That said, I kinda like the flip coffee pot. I’ve seen pictures of several different versions of it now - and when it’s standing the other way up, it kinda looks like Mama standing with one hand on her hip and pointing down at that piece of paper you just walked over and didn’t pick up. Check out this picture of three flip coffee pots over at Illy Coffee to see really see what I mean.
Illy also gives you instructions on how to use a flip pot - basically, you fill the bottom part (which is on top in the picture with this - the part without the spout is the bottom) with water, put ground coffee in the filter part in the middle, and put it on the fire. As soon as it starts to boil, you take it off the fire and flip the whole thing over so that the spout part is on the bottom. The water drips from the top (which used to be on the bottom) through the filter with the coffee and into the bottom. To serve, just pour.

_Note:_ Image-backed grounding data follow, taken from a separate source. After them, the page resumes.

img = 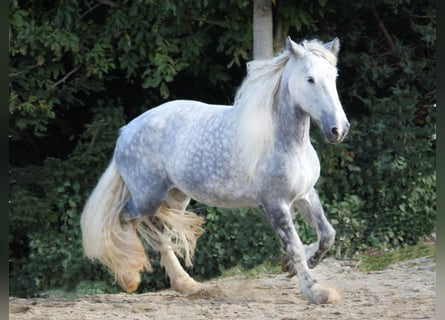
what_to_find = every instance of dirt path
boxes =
[9,256,436,320]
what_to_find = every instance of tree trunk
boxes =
[253,0,273,60]
[273,0,288,53]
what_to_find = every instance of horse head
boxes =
[285,37,350,143]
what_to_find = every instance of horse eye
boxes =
[307,77,315,84]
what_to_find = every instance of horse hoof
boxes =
[307,257,318,269]
[172,278,204,295]
[281,255,298,278]
[118,271,141,292]
[308,284,341,304]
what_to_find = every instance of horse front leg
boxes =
[294,188,336,269]
[264,201,339,304]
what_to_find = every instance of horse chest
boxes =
[259,145,321,202]
[290,150,321,195]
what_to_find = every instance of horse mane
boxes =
[231,50,291,177]
[231,39,336,177]
[303,39,338,66]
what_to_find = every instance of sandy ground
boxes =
[9,256,436,320]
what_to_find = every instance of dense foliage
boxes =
[9,0,435,297]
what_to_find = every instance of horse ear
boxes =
[286,36,305,57]
[324,37,340,56]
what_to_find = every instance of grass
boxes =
[218,240,436,278]
[218,261,282,279]
[355,240,436,272]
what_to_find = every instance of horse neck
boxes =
[274,83,311,151]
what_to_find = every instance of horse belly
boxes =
[183,179,259,208]
[169,153,260,208]
[167,145,260,208]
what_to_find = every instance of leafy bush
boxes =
[313,0,436,253]
[9,103,126,297]
[343,91,435,249]
[191,206,283,278]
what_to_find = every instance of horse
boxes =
[80,37,350,304]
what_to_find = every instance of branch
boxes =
[371,3,396,53]
[80,0,119,20]
[86,120,105,154]
[10,64,40,78]
[80,3,102,19]
[97,0,118,7]
[51,65,81,89]
[185,17,226,28]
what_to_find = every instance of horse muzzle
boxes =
[325,122,350,143]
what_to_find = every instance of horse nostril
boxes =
[331,127,339,139]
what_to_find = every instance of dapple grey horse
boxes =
[81,37,350,304]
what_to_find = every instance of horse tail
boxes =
[136,203,205,268]
[80,159,150,292]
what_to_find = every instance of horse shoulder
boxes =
[256,143,320,204]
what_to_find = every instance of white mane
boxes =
[231,50,291,177]
[303,40,337,66]
[231,39,336,177]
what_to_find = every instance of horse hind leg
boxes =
[115,154,204,293]
[81,159,150,293]
[136,188,206,294]
[160,245,203,294]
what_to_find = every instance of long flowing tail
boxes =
[80,159,150,292]
[80,159,205,292]
[136,203,205,268]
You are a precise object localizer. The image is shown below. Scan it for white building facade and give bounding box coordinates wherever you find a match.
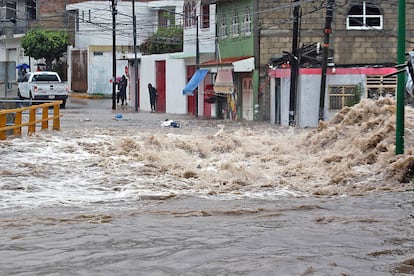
[66,0,217,115]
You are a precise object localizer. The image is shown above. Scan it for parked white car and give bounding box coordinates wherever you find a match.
[18,71,68,108]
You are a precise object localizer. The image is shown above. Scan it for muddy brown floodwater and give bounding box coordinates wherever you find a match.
[1,97,414,275]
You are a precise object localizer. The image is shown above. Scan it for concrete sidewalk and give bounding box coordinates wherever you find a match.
[68,92,111,99]
[0,88,110,100]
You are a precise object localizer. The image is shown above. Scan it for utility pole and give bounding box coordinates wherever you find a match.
[195,14,200,117]
[396,0,406,154]
[132,0,139,112]
[111,0,117,110]
[289,0,300,126]
[319,0,334,121]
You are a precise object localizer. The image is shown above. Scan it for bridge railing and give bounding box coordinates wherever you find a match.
[0,100,62,140]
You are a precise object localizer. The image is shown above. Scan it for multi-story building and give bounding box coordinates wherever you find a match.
[65,0,198,114]
[200,0,258,121]
[0,0,85,96]
[198,1,412,125]
[259,1,414,126]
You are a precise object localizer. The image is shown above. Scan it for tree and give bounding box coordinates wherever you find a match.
[21,30,69,68]
[139,26,183,54]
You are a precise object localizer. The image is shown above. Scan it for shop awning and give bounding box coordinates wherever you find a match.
[233,57,255,72]
[183,69,209,95]
[200,56,254,73]
[214,68,234,94]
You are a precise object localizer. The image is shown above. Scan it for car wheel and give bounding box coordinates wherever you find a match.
[60,99,66,109]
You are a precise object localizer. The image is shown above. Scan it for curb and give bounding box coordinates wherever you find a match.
[69,93,111,99]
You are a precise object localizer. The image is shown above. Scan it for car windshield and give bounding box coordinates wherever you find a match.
[32,74,59,82]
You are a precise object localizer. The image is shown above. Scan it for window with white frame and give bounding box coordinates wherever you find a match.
[201,4,209,29]
[27,0,36,20]
[346,1,382,30]
[5,0,16,20]
[329,85,361,110]
[158,9,176,27]
[242,7,252,34]
[231,10,239,36]
[191,1,196,26]
[218,13,227,37]
[184,2,195,27]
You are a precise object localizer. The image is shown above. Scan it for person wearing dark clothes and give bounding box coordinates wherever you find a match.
[118,75,128,105]
[148,83,158,112]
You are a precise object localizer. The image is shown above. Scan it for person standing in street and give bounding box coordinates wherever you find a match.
[118,75,128,106]
[148,83,158,112]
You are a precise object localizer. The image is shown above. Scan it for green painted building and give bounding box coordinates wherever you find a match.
[202,0,259,121]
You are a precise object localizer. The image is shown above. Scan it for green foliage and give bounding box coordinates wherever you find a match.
[51,60,67,81]
[139,26,183,54]
[21,30,69,67]
[345,84,362,107]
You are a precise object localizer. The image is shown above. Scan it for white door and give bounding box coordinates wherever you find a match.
[242,77,253,120]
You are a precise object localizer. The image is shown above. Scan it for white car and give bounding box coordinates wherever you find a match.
[18,71,68,108]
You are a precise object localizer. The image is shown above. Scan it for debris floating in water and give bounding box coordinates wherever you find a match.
[161,119,180,128]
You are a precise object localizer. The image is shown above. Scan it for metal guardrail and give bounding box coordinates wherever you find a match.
[0,100,63,140]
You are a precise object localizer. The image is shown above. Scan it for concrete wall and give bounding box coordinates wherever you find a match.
[183,2,216,56]
[86,47,127,95]
[270,68,371,128]
[166,58,187,114]
[216,0,254,58]
[66,1,157,49]
[140,53,187,114]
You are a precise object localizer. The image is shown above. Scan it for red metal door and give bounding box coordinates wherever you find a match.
[156,61,166,113]
[203,82,213,118]
[186,65,196,115]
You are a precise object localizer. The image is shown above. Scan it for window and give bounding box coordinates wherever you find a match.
[184,1,196,27]
[201,4,209,29]
[242,7,252,34]
[329,85,361,110]
[32,74,59,82]
[158,9,176,27]
[184,2,190,27]
[231,10,239,36]
[366,75,396,99]
[347,1,382,30]
[26,0,36,20]
[6,1,16,20]
[75,10,79,31]
[218,13,227,37]
[191,1,196,26]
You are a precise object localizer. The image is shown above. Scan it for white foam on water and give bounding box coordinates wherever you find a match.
[1,97,413,209]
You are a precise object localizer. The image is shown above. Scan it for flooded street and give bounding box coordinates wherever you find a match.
[1,97,414,275]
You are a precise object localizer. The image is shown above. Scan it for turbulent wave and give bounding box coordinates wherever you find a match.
[0,97,413,209]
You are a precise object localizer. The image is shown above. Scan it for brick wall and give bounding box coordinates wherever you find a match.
[257,0,413,121]
[258,0,411,68]
[30,0,84,30]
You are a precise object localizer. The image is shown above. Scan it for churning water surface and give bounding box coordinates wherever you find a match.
[1,97,414,275]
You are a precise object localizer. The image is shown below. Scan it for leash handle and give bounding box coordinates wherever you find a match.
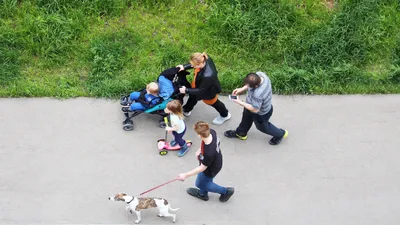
[139,178,178,196]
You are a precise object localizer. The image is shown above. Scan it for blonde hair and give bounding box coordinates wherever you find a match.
[166,100,184,119]
[193,121,210,138]
[190,52,208,67]
[146,82,159,95]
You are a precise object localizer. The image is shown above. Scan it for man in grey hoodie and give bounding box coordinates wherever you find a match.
[224,72,288,145]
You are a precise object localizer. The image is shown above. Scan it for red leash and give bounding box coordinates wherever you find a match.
[139,178,178,196]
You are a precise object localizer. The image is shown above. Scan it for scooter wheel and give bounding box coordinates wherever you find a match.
[159,150,168,156]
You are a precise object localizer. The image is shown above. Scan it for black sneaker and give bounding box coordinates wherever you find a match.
[269,129,288,145]
[187,188,209,201]
[224,130,247,140]
[219,187,234,202]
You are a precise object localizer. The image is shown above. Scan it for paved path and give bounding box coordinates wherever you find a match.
[0,95,399,225]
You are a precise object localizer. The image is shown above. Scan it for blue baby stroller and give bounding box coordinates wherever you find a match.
[119,65,192,131]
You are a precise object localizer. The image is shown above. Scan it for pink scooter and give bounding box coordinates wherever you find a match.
[157,117,192,156]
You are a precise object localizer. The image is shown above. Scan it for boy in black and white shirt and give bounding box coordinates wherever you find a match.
[177,121,234,202]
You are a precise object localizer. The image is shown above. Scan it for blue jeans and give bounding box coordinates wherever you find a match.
[129,92,147,111]
[195,172,227,196]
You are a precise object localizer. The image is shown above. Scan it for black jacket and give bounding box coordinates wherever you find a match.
[186,57,222,100]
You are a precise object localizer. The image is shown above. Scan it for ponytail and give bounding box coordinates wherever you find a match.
[202,52,208,60]
[190,52,208,66]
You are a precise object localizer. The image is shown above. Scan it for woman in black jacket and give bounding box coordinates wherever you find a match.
[177,52,231,125]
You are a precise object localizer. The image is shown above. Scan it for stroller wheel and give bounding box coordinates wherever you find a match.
[158,120,166,128]
[159,150,168,156]
[123,124,134,131]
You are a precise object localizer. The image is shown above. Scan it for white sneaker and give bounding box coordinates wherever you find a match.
[212,112,231,125]
[183,111,192,117]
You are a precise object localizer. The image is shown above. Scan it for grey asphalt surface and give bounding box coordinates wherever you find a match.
[0,95,399,225]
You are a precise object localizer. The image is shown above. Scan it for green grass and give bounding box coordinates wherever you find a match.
[1,0,400,98]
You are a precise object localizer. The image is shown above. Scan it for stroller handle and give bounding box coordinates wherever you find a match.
[183,63,193,70]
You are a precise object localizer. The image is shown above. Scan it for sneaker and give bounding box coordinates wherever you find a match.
[269,129,288,145]
[224,130,247,140]
[212,112,231,125]
[187,188,209,201]
[183,111,192,117]
[177,143,189,157]
[169,140,177,147]
[219,187,234,202]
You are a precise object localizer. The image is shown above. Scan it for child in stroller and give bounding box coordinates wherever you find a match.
[119,64,192,131]
[121,82,160,112]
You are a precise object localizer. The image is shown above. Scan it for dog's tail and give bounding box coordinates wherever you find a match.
[168,204,180,211]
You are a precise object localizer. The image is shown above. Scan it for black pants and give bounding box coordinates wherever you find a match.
[183,95,229,117]
[177,75,229,117]
[236,106,284,138]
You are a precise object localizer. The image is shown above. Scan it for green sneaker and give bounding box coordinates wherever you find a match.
[224,130,247,140]
[269,129,288,145]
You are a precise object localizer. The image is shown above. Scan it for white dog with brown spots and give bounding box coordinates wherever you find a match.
[108,193,179,224]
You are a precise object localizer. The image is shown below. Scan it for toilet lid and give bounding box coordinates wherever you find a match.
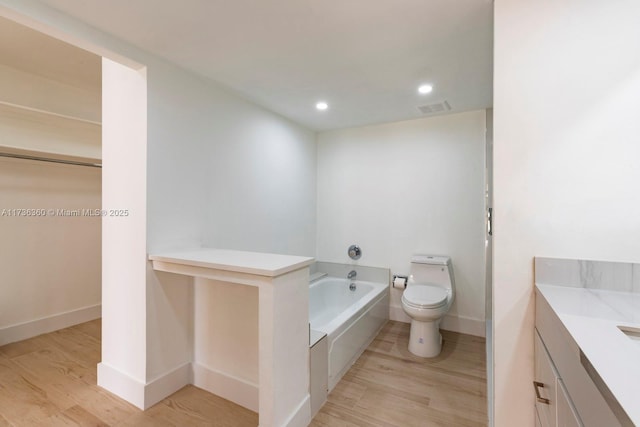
[403,284,448,308]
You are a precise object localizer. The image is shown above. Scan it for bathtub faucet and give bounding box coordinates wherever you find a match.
[348,270,357,291]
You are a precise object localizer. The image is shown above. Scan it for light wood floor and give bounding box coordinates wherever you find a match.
[312,321,488,427]
[0,320,486,426]
[0,320,257,426]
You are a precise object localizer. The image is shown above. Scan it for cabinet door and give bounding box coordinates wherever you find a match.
[557,379,583,427]
[535,406,544,427]
[535,329,557,427]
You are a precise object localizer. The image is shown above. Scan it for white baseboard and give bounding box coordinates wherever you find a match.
[280,394,311,427]
[389,305,411,323]
[441,313,485,338]
[0,304,101,346]
[144,362,191,409]
[97,362,146,410]
[389,305,485,337]
[192,362,258,412]
[98,362,191,410]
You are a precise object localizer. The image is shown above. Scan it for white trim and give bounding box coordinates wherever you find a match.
[441,313,485,338]
[0,304,101,346]
[279,394,311,427]
[97,362,146,410]
[144,362,191,409]
[98,361,191,410]
[192,362,259,412]
[389,305,411,323]
[389,305,485,337]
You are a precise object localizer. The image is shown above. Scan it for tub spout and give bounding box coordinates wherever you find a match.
[347,270,357,280]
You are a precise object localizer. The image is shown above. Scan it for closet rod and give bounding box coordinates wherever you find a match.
[0,152,102,168]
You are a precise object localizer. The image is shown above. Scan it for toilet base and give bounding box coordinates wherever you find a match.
[408,319,442,358]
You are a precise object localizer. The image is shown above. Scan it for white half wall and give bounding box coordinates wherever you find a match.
[494,1,640,425]
[317,110,487,336]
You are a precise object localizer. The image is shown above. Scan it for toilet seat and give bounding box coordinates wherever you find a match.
[402,284,448,309]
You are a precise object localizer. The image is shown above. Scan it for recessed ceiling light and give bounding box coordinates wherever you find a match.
[316,101,328,111]
[418,84,433,94]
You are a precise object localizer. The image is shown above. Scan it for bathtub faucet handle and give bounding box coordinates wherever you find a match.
[347,270,357,280]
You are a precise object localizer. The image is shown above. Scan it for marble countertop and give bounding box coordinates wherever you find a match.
[149,247,314,277]
[536,284,640,424]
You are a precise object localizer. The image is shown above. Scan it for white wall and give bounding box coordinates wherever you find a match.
[494,0,640,425]
[144,55,317,254]
[192,278,259,410]
[0,158,101,343]
[317,110,487,336]
[203,110,317,257]
[144,59,317,258]
[194,280,258,382]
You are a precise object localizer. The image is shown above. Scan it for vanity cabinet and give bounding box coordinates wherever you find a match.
[535,288,624,427]
[534,330,582,427]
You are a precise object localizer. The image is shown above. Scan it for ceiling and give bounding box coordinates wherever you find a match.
[34,0,493,131]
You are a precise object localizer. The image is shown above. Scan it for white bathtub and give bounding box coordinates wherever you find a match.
[309,277,389,391]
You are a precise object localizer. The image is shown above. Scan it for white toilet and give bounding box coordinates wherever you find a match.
[401,254,455,357]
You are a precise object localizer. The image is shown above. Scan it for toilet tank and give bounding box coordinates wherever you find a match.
[409,255,454,290]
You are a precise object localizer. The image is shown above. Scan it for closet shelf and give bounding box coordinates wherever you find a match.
[0,102,101,161]
[0,100,101,126]
[0,145,101,165]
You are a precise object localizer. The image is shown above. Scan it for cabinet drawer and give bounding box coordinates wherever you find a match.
[535,329,557,427]
[557,379,583,427]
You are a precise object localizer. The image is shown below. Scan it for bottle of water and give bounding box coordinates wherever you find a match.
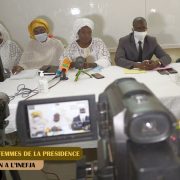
[38,71,48,93]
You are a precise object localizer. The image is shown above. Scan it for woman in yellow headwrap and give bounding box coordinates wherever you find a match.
[28,18,50,40]
[12,18,64,74]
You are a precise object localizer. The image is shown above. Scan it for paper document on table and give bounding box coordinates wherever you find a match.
[10,69,38,80]
[123,68,146,74]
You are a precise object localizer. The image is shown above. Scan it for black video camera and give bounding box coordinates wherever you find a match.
[15,78,180,180]
[95,78,180,180]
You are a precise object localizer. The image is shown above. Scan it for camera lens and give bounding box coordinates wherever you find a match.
[141,120,159,134]
[128,113,172,143]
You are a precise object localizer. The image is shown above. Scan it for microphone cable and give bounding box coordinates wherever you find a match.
[9,84,38,101]
[25,78,61,100]
[9,77,62,101]
[48,79,61,89]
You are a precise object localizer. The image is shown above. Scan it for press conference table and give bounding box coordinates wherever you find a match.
[1,64,180,147]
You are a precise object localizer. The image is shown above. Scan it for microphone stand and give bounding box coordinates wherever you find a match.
[60,70,68,80]
[75,68,92,82]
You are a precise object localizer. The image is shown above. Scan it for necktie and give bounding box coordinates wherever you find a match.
[138,41,143,61]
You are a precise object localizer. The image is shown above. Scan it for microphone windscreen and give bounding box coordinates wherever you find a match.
[75,56,85,69]
[60,57,71,73]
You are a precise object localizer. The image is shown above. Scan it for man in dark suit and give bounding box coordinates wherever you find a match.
[115,17,171,70]
[71,108,90,130]
[71,115,90,130]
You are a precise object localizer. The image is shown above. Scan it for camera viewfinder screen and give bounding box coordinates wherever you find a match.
[27,100,90,138]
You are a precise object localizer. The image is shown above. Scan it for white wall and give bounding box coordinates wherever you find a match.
[146,0,180,48]
[0,0,145,50]
[1,0,180,50]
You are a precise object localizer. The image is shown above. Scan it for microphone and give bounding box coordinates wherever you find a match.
[60,57,71,73]
[75,56,85,70]
[59,57,71,80]
[52,69,62,80]
[52,58,72,80]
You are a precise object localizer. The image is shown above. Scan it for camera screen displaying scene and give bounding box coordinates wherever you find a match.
[27,100,90,138]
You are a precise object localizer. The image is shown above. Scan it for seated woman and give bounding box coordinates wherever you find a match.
[0,23,22,72]
[12,18,64,74]
[60,18,111,68]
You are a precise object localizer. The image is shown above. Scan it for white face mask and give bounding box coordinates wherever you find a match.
[134,31,147,41]
[34,33,48,43]
[33,117,40,123]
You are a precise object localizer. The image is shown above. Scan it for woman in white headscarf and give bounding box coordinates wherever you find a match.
[60,18,111,68]
[12,18,64,74]
[0,23,22,71]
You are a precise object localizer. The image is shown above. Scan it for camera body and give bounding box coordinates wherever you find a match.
[15,78,180,179]
[96,78,180,180]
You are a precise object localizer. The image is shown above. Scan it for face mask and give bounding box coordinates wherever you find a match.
[33,117,40,123]
[134,31,147,41]
[34,33,48,43]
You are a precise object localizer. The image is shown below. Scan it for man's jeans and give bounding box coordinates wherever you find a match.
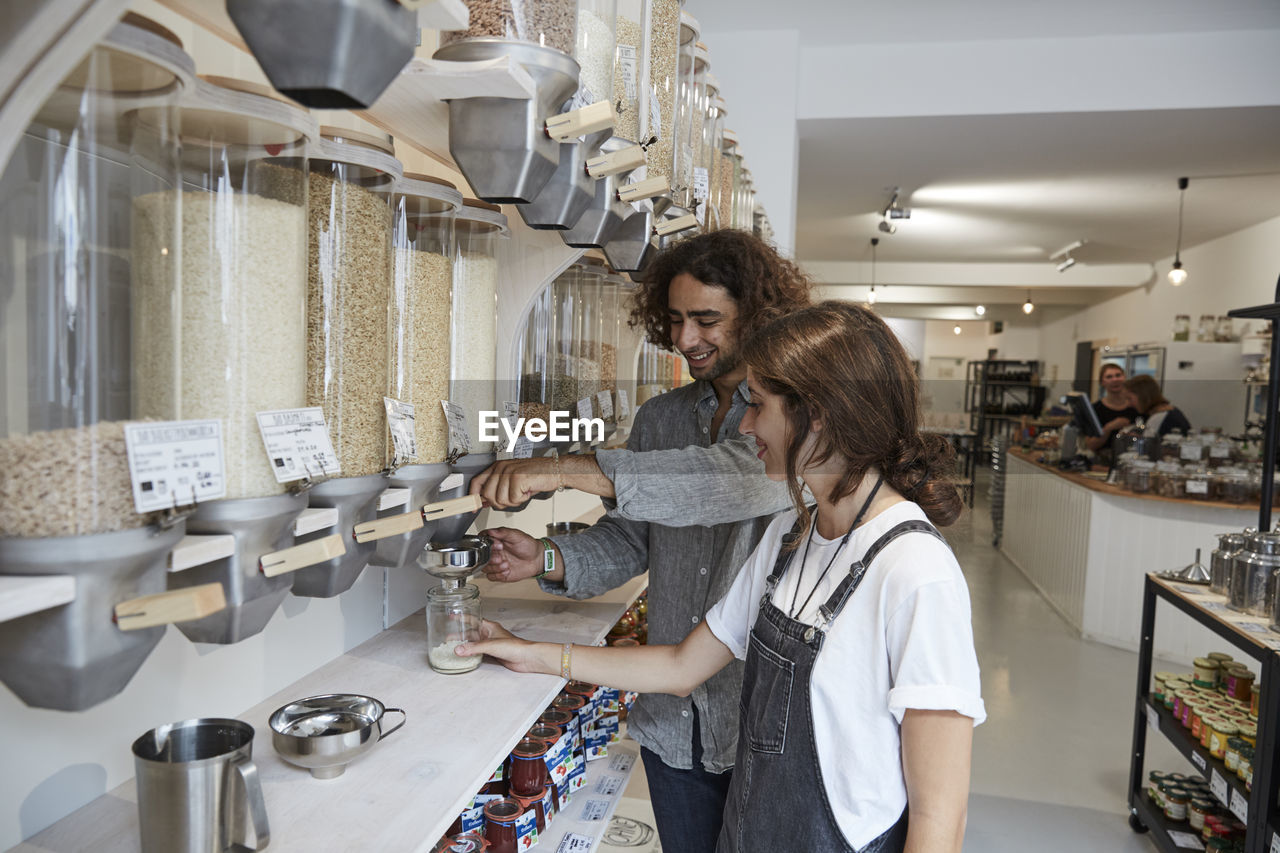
[639,707,733,853]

So now I’m on a quest to find a Neapolitan flip coffee pot that doesn’t cost an arm and a leg (that is, more than $25 or so) so that I can add it to my collection of unusual coffee makers. Anyone seen one? Got one? Got a different unusual coffee maker that I might not know about? I’m all ears!






















Have you tried ebay?? that site has got everything
Oh wow, I have never seen a pot like this before.
Unusual coffee pot. I have not seen the old fashioned perculator type coffee pots around. I like the smell of fresh perked coffee - done the old fashioned way. If you loose your electricity - these modern coffee machines are done for - I keep an old fashioned pot around to throw on the wood stove if I loose power in the winter.
I woke up to the sound of coffee perking throughout my childhood, mpaulin, and I love the way it sings in the pot - but I’m not a huge fan of the taste. I agree with you about keeping aa non-electric coffee maker around in case your electricity goes out, though. I have several different ways to make coffee if I can’t use the electric drip pot.